The Ukrainian Canadian Congress is calling for the movie to be withdrawn from the film festival, not surprisingly. And I agree it shouldn’t have been admitted and publicly funded in the first place.
And yet…now that TIFF has decided to show it, I’d honestly prefer than the organizers not back down in the face of angry critics demanding that the screenings be cancelled.
“Cancel culture” is a term that doesn’t seem to have much meaning anymore - in practice, it’s when my righteous and brave opinions being stifled, but not when you are held accountable for your problematic and dangerous actions - but I get angry when creators whose beliefs appear close to my own, or at least seem relatively innocuous and might have been downright progressive until the rules were abruptly changed without notice five minutes ago, are forced to shut up in the face of online mobbery.

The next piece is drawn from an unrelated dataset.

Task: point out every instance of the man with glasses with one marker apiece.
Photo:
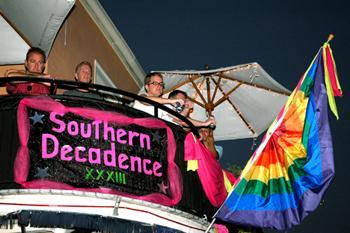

It’s not “censorship” per se, since no government is involved. But the culture of free expression is chipped away a little more each time.
In this case, the offending movie is one with which I have serious problems. Next time, it might be something I really want to see. And if these showings are cancelled because of public pressure, it sets a precedent which could be used against my team - perhaps even when the film is pro-Ukrainian - in the near future.
Sometimes your strongest opinions come into conflict with your most cherished principles. In cases like that, I try to grit my teeth and stand on my principles, even if in this case it helps the “wrong” people.
Buy me a drink some time, and I’ll expound on my theory that some “Ukrainian” and “Baltic” social media users might actually be Russian trolls trying to make the pro-Ukraine side look worse.
I can vouch for Ordinary Men. It's excellent, if rather disturbing.